Building Reliable AI Agents: Failure Modes and Recovery Strategies -- KamiwazaAI

Three weeks into production, our LangGraph-based research agent started billing $4,000 a day in OpenAI costs—not because it was doing useful work, but because it had found a loop between a web-search tool and a summarization step that it couldn't reason its way out of. Nobody had written a test for "agent spins forever." That incident forced us to build a failure taxonomy before we wrote another line of agent code.

The Four Failure Modes That Will Actually Kill You

Agent failures cluster into four categories, and conflating them leads to wrong mitigations. Infinite loops occur when the planner never receives a terminal signal—the agent keeps invoking tools because its stopping condition is vague or the tool output doesn't match the expected schema. Tool misuse is subtler: the agent calls the right tool with semantically wrong arguments, producing plausible-looking garbage that propagates downstream. A ReAct-style agent using pgvector for similarity search might pass a question string instead of an embedding vector; the query succeeds, the results are meaningless, and nothing raises an exception. Hallucinated plans happen when the LLM generates a multi-step plan referencing tools or APIs that don't exist—AutoGen agents are particularly prone to this when the tool manifest isn't tightly constrained. Context overflow is the slow poison: at 8k or even 128k context windows, long-running agents accumulate tool outputs, scratchpad notes, and retry traces until the useful signal is buried, p95 latency climbs past 4 seconds, and coherence degrades below any useful threshold.

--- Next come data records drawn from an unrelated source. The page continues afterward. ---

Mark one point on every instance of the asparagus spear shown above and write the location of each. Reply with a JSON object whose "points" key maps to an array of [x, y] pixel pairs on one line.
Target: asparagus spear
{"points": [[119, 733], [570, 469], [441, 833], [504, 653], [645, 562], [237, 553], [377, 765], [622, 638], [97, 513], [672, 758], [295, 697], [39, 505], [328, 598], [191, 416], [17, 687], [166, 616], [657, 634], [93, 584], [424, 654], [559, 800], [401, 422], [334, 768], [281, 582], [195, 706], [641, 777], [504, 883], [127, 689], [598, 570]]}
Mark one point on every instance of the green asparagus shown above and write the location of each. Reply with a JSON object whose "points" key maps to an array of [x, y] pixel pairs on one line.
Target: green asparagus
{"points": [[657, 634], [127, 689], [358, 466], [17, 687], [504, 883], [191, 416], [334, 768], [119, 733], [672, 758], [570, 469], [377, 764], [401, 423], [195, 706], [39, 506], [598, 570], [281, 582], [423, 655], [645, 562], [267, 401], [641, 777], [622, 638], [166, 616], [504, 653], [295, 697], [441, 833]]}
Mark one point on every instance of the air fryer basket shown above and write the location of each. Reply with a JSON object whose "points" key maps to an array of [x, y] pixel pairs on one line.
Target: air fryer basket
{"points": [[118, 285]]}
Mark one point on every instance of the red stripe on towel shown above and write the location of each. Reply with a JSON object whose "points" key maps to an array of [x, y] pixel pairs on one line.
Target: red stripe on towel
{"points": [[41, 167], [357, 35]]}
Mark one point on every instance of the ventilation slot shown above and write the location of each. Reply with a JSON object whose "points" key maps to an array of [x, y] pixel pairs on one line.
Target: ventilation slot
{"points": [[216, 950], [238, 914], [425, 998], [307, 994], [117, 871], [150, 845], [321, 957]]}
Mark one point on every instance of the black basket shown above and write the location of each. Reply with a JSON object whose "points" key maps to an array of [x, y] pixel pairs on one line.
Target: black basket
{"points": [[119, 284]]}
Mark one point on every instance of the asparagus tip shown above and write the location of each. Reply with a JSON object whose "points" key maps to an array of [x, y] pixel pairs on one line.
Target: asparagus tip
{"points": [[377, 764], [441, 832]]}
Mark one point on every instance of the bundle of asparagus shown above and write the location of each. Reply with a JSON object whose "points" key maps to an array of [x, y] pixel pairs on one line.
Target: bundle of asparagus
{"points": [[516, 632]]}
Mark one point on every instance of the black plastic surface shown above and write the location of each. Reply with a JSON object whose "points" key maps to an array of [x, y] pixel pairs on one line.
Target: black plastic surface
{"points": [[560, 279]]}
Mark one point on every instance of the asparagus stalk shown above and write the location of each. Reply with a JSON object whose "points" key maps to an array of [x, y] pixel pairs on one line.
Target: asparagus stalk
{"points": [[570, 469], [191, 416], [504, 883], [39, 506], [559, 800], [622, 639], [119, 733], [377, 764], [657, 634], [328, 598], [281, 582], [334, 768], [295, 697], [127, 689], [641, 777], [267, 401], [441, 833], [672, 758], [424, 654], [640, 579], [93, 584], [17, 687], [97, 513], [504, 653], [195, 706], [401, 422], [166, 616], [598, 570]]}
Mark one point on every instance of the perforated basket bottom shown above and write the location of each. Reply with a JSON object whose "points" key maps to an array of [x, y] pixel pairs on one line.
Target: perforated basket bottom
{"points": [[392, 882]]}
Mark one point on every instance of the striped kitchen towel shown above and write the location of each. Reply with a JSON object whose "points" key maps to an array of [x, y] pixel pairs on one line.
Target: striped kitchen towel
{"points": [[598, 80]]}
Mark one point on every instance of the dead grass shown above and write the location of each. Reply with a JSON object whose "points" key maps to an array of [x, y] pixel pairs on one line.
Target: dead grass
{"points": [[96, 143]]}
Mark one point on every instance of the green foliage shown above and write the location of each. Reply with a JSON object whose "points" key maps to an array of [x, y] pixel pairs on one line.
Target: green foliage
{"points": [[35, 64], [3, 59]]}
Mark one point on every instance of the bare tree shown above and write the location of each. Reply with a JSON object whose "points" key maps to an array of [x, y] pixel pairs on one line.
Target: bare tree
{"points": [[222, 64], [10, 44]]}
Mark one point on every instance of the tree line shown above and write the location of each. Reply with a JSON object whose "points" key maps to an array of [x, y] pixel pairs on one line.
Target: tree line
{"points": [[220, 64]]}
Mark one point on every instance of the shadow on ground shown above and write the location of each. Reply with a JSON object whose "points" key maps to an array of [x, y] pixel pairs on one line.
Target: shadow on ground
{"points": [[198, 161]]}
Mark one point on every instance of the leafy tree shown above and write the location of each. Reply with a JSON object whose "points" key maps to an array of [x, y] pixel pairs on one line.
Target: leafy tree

Instrumenting Agents Before You Need It

Observability isn't optional here—it's the difference between a postmortem you can actually act on and one where you're just guessing. Instrument every tool invocation with OpenTelemetry spans. Each span should carry the tool name, input hash, output token count, latency, and a monotonically incrementing step counter per agent run. Export to a Prometheus/Grafana stack and alert on step count exceeding a threshold. We use 25 steps as a soft limit, 50 as a hard kill. LangChain's callback system and LlamaIndex's instrumentation hooks both emit compatible span data with minimal configuration.

Key Metrics to Track Per Agent Run

Step count: hard ceiling prevents infinite loops; alert at 80% of ceiling
Cumulative token consumption: track against context budget; 6k tokens of scratchpad in an 8k model is a red flag
Tool error rate: any single tool exceeding 5% error rate in a 5-minute window should trip a circuit breaker
Wall-clock run duration: p95 target of 400ms per tool call; aggregate run timeout at 120 seconds
Plan–reality divergence: log when the agent invokes a tool not listed in its initial plan; high divergence correlates with hallucinated plans

Kafka is worth considering if you're running agents at scale. Stream every agent event to a topic and replay them for post-hoc debugging without touching the agent itself. At 10k agent runs per day, synchronous logging creates measurable latency overhead; async event streaming keeps it under 15ms per step. A platform team we worked with last quarter had skipped this and was flying blind when their agents started misbehaving—reconstructing what had happened from LLM API logs alone took two days.

Retry Logic and Circuit Breakers

Most teams get retry logic wrong for agents. A blind retry after a tool failure re-executes the same flawed plan with the same flawed inputs. Retries for agents are not the same as retries for HTTP calls, and the distinction matters. For transient infrastructure failures—Pinecone timeout, Redis eviction—exponential backoff with jitter is correct: base 100ms, cap at 8 seconds, three attempts. For tool-output validation failures, the retry must include the validation error in the prompt context so the LLM can adjust its argument construction. For hallucinated tool names, the correct response is not a retry at all—it's an immediate fallback to a constrained tool-selection prompt.

# Pseudo-config for a LangGraph node with typed retry policy
tool_node:
  max_retries: 3
  retry_policy:
    TRANSIENT_ERROR: exponential_backoff(base=0.1, cap=8.0)
    VALIDATION_ERROR: retry_with_error_context(max=2)
    UNKNOWN_TOOL: fallback_plan_trigger
    TIMEOUT: circuit_breaker_check_then_retry(max=1)
  circuit_breaker:
    failure_threshold: 5        # failures in window
    window_seconds: 60
    open_duration_seconds: 30
    half_open_probes: 1

Circuit breakers should operate at the tool level, not the agent level. If your Weaviate semantic search tool is returning errors, you want to open the breaker on that tool and route to an Elasticsearch fallback—not kill the entire agent run. Istio service mesh can enforce circuit breakers at the network layer for external tool endpoints, giving you a safety net independent of application code.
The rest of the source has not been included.